Lingama Nayaka understood that removing Yachama from Uttaramallur would not be easy without a strong army. So he called for support from every chief loyal to him and also asked for help from the Nayaks of Madurai and Gingee. Many local chiefs joined him with their soldiers including those who controlled the forts of Tindivanam, Tiruvadi, Valadapuram, Vandavasi, Pengotur, Tiruvottiyur, Asamandur, Kattalai, and Arcot. The Nayaks of Madurai and Gingee also sent horsemen elephants, and additional troops. The long serving warriors of Lingama’s family from Padaiveedu along with other subordinate palaiyakkarars, also came to his support.

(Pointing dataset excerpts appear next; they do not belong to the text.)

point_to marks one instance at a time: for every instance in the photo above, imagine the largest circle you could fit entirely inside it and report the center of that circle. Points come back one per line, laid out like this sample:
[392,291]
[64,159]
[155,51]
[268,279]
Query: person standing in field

Following Naga’s advice Lingama appointed Naga’s brother in law Davula Papa Nayaka as commander of the army and sent the forces towards Uttaramallur.
==Battle==
Papa Nayaka marched at the head of a great army which included 100 elephants, 500 pairs of horses, 1,000 nobles in palanquins, 10,000 archers, 12,000 matchlockmen and 30,000 infantry. The force was also supplied with 7,000 rockets. After several days of marching Papa reached Uttiramerur on a Sunday in the year 1601. He set up his camp on the eastern side of the fort.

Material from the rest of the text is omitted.